不意のノックで睡眠を遮られた木村は、苛立たしげに自室のドアを開けた。
「あ、先生。この間のレポートなんですけど」
目の前に立つ男子生徒に一瞥をくれると、すかさず木村は音を立ててドアを閉じた。
ドア越しに立つ生徒は再度大声を出して教師の名を呼んだ。
「木村先生! 大黒ですけどぉ、俺この間の授業出れなかったからわかんないんですけど! きーむーらせんせー!」
「知るか」
机の上で足を組んで雑誌を読みながら、彼は突き放すように言った。
「知るかって先生が知らないでだーれーが知ってるんだよ! おいコラ木村!」
木村は読みかけていた雑誌を床に叩き付けると、大股でドアに歩み寄った。
「やっと開けてくれましたか。それでさぁ、この間のヤツって」
「……てめえ二度と呼び捨てになんざしやがったら殴り殺すぞ」
睨み付けられたじろぐ男子生徒を尻目に、木村はフンと鼻を鳴らして自室に引き返した。
しばらくの沈黙の後、
「ちぇっ。じゃあ来週俺のレポートが出来てなくても文句言わないでくださいよ」
あきらめたように言ってから男子生徒はドアの前を立ち去った。
木村が常日頃から公言していることがある。
自分はガキが嫌いだということだ。
その自分が何故学校の教師などという立場に甘んじなければいけないのか。
木村には納得がいかなかった。
その立場を受け入れるつもりはないのに、自分を勝手に教師として扱う同僚や生徒は忌むべき存在だった。
数ヶ月前、突然に言い渡された辞令は衝撃的だった。
言いたいことや疑問は山ほどあったが、木村は命令に抗う術など知らなかった。
言われたとおりに教師と生活をしている彼に、しかし積もりつもったストレスはすでに限界に達していた。

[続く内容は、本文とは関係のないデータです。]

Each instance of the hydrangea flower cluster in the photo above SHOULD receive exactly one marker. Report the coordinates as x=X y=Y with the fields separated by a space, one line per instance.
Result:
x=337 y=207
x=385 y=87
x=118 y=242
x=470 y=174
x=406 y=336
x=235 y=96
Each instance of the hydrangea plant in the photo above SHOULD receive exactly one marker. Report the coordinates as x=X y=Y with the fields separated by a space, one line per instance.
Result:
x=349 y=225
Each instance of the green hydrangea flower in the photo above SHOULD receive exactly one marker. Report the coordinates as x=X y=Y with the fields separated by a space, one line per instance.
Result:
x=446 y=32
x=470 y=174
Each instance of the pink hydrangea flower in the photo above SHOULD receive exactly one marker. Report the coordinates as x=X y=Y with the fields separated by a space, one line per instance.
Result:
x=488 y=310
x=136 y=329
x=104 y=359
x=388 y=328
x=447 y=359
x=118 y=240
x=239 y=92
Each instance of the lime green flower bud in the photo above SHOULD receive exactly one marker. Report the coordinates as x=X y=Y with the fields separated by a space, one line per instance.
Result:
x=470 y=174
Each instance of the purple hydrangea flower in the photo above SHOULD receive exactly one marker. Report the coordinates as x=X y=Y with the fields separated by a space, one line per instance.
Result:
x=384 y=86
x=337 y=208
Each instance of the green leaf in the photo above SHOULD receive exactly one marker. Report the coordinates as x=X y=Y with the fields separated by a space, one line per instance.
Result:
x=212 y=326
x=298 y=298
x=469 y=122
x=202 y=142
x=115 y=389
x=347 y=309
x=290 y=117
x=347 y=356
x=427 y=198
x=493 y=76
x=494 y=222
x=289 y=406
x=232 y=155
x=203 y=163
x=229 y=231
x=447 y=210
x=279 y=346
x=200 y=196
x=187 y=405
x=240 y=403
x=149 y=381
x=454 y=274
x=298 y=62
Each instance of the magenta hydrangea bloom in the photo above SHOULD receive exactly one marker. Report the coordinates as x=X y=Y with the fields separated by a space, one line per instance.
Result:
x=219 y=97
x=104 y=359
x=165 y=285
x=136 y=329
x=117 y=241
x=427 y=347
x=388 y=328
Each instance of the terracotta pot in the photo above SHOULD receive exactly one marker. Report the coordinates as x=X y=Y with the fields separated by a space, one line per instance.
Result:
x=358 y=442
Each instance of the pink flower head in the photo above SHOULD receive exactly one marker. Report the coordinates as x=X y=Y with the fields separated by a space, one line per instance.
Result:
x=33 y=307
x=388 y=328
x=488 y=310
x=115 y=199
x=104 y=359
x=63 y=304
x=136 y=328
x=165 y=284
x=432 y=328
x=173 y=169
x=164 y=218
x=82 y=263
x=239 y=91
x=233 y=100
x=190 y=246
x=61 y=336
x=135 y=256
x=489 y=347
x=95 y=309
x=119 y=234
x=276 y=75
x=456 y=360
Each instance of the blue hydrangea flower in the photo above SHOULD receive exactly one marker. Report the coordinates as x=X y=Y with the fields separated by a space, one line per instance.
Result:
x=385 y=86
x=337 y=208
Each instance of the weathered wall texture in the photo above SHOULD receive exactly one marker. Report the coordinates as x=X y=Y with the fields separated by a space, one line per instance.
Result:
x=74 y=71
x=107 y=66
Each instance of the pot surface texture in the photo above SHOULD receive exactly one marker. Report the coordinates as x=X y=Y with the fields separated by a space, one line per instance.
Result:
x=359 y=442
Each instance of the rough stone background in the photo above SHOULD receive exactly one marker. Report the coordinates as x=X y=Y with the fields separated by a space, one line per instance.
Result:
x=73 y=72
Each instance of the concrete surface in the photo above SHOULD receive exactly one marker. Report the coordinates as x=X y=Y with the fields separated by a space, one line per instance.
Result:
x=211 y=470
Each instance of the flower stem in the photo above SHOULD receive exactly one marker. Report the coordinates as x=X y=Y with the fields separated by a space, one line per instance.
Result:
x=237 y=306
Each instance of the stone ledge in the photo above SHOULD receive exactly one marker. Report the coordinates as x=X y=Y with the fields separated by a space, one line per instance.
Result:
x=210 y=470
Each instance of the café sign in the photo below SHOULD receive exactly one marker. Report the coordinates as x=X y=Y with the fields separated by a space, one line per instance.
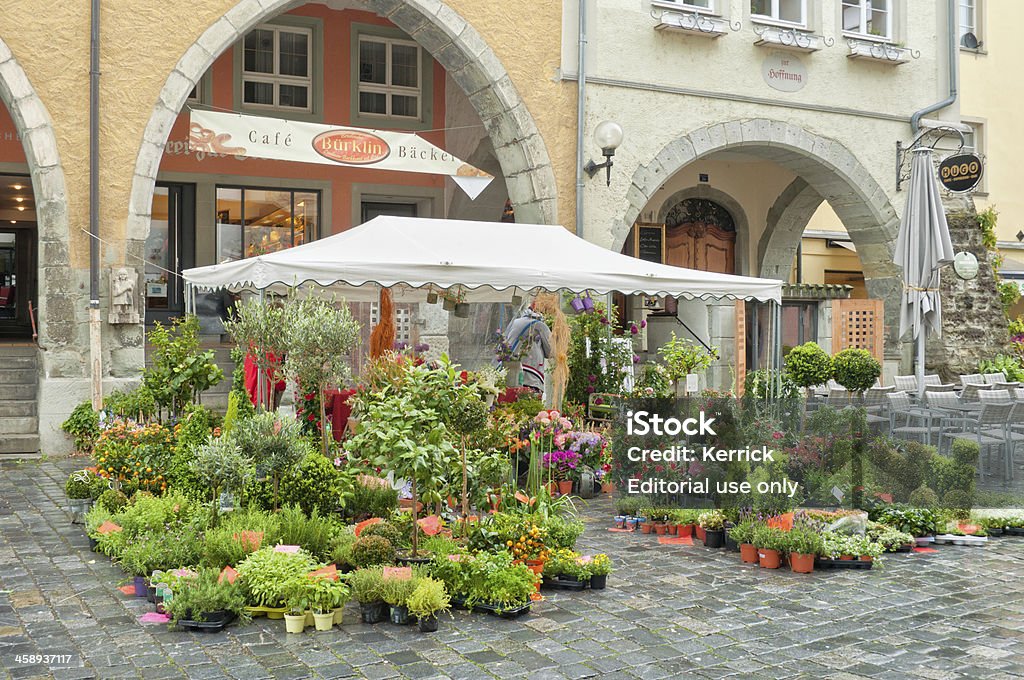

そしてそのストレスが自分を追い詰め、心の内での「もう一人」との葛藤は激しさを増す。
度々呼び起こされる衝動を、酒と惰眠で押さえつける自堕落な日々。
早く戻りたい。
彼は気が狂いそうなくらいその思いに駆り立てられていた。
ふと目を覚ますと、時計は三時前を指していた。
(時間か……)
木村は立ち上がると、足を引きずるようにして実技教室へ向かった。
実技教室、別名を道場といい生徒たちはそこで週四回「組み手」を行う。
教師たちの役目はその「組み手」の審判と、万一のことが起きた場合の監視である。
隅にあるパイプ椅子に座ると、木村は胸ポケットからタバコの箱を取り出し火をつけた。
宙に向け大きく煙を吐き出す。
その様子を眉をひそめて横目で睨みながらも、他の教師たちは誰も注意をしようとはしなかった
一服目を終え二服目に火をつけようとすると、不意に背後から声をかけられた。
「先生、校内は禁煙じゃないんですか?」
振り向くと、明晰そうな顔立ちをした女子生徒が立っていた。
「知るかよ。べつにいいだろ」
「でも学校の規則ですよ」
非難するというよりも諭すような口調で彼女は言った。
「俺はな、好きで教師やってるわけじゃないんだよ」
「私だって好きで生徒やってるわけじゃないですけど。でも、校則は守りますよ」
恐れられている自分にここまで言い返す生徒は珍しい。
木村は少し驚いた顔をすると、観念したようにタバコの火をもみ消した。
「見ねえ顔だな」
「この間転校させられてきました」
少し嫌味をこめるようにして彼女は答えた。
「だから好きで生徒やってるわけじゃないんです」
「そうか」
タバコを仕舞いながら木村は答えた。
「宮本嶺! はやく来い」
中央に立つ審判の催促に、少女は面倒くさそうに立ち上がった。
「はいはい……」
待機位置に立つ彼女を、木村は腕を組んで眺めた。
「宮本嶺 対 石坂夏江」
「始め!!」
試合はすぐに決着がついた。
対戦相手の少女が号令とともに走り寄ると、少女――嶺はたったの一撃でその場に屈みこんでしまったのだった。
あまりのあっけなさに対戦相手の少女も驚いている。
審判は頭をかいてばつの悪そうな顔をした。
「まあ仕方がないな。宮本にはまだ早かったか」
嶺を抱き起こすと、審判は互いに礼をさせ二人を帰した。
元の位置に戻った嶺は他の生徒の輪には交わらず、腹部を押さえながら無表情で残りの試合を眺めていた。
「・・・はい次、西田 薫子と白井 達也!」
形ばかりの試合監視をしていると、ちょっとした騒ぎが起きた。
「まずいぞ!」
審判が叫んだ。
先ほどまで劣勢に見えた女子生徒が、相手の男子生徒に馬乗りになって殴りつけている。
木村は直感的に何が起こったかを理解した。
急いで女子生徒のほうに駆け寄ると羽交い絞めにして引き剥がす。
このように突然暴走して歯止めが利かなくなる部下を、木村は何人か知っていた。
しばらく少女は木村の腕の中で暴れ顔といわず手といわず体中を殴りつけた。
しかしやがて彼女が正気に戻ったことを確認すると、フンと鼻を鳴らして木村は戻っていった。
彼女の友人らしき生徒が駆け寄る。
そのうちチャイムの音とともに授業は終わり生徒たちは退出し始めた。
怪我を案じて嶺に声をかけようか迷ったが、辺りを見回した限り姿が見当たらないので木村も自室に引き返していった。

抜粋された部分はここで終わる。